We defined three groups according to the species use-values (Figure 2). The first group (A) comprises three multi-purpose species (4 to 6 uses), wit use-values >1.5. Species in this group correspond to trees appreciated for their timber: tepehuaje (Lysiloma acapulcense (Kunth) Benth; 2,59), yellow oak (Quercus magnoliifolia Née; 2,54) and palo dulce (Eysenhardtia polystachya (Ortega) Sarg.; 1,95). The second group (B) comprises 39 multi-purpose species with use-values between 0.34 and 1.37. Species in this group range from one (Rosa chinensis Jacq.; 1,37) to six uses (Quercus castanea Née; 1,15), and many are used for medicinal purposes (11 species), timber (10 species), food (10 species), fuel (9 species), mystical-religious ceremonies (6 species), ornamental purposes (5 species), and commerce (2 species). The last group (C) comprises 143 species with use-values between 0 and 0.29, which show a distinct low diversity of uses per species. In fact this group includes only one taxon used for five purposes (Ipomoea murucoides Roem. & Schult.; 0,02). Species in this group are mainly used for medicinal needs (76 species), timber (55 species), food (35 species), religious activities (15 species), ornamental and fuel (12 species), and commercial activities (2 species). Four species on the group are toxic.

Figure 2.

Figure 2

Rank of use-values of plant species. The use-values were classified into three groups: A (4–6 UV; three species), B (0.35-1.37 UV; 39 species) and C (0–0.29 UV; 143 species).
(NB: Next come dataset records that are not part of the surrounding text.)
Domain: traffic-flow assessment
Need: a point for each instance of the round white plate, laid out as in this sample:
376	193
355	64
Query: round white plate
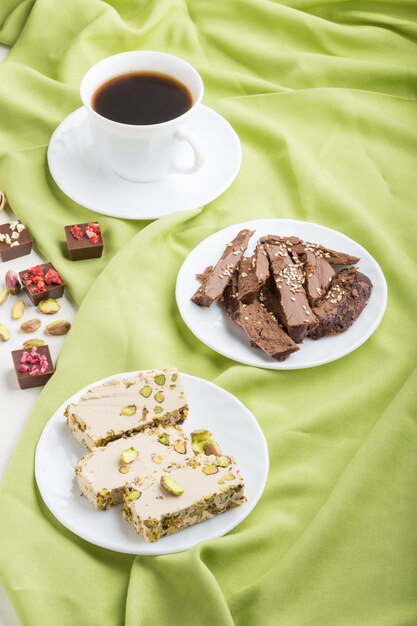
79	173
233	427
214	328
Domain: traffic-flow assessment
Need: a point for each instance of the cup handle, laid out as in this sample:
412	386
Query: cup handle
182	135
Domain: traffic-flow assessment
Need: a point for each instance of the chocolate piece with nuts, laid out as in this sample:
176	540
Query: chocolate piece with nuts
247	281
15	241
259	325
84	241
319	274
292	307
341	306
299	246
42	282
216	280
33	367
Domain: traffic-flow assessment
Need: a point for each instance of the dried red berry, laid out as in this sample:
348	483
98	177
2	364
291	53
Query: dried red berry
76	232
53	278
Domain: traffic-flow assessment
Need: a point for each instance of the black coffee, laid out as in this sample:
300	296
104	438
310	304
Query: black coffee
142	98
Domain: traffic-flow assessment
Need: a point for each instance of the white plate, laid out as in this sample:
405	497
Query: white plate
233	427
79	173
214	328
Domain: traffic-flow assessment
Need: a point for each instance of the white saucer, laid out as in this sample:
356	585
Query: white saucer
214	328
78	172
234	428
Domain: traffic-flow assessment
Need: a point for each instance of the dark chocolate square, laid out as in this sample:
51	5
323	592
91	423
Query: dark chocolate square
25	380
82	249
52	291
8	253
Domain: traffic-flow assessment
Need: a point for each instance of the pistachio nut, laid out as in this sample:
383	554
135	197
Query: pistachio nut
129	455
197	448
170	486
4	294
18	310
211	447
60	327
200	435
128	410
180	447
163	438
29	326
49	306
4	333
12	282
33	343
209	468
134	495
145	391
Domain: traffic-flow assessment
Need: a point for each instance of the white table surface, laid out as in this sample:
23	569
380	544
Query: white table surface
17	404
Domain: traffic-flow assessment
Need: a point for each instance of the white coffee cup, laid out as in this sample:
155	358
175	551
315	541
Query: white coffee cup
142	153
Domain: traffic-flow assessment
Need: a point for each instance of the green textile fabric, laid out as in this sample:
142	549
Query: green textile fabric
323	97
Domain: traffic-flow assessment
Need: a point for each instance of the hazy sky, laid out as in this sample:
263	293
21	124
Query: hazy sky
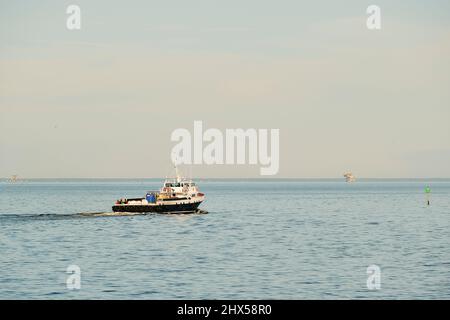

Socio-economic variables and their association to ethnobotanical knowledge

Results from the NMDS analysis and subsequent adjustment of socio-economic variables suggested that the variables age, gender, farming and stockbreeding were associated in a statistically significant way to the knowledge of plant resources (Figures 3 and 4, Table 4). In contrasts, education level, origin, and the three others variables related to economic status (i.e., monetary earnings, remittances, governmental monetary support) were not associated to the ethnobotanical knowledge of a person (Table 4).

Figure 3.

Figure 3

NMDS ordination of relationship between type of economic activity (stockbreeding, farming, both and others) and knowledge of plant species. The stockbreeding variable only includes one individual (diamond symbol). The farming group is represented by the set of grays-square symbols. Open circle symbols correspond to farming-stockbreeding practices. The remaining individuals (open triangle symbols) were grouped under others economic activity.

Figure 4.

Figure 4

NMDS ordination of relationship between gender and knowledge of plant species between men and women. The set of men is constituted by open circles. The group of women is included in the set of grays-square symbols.

Table 4.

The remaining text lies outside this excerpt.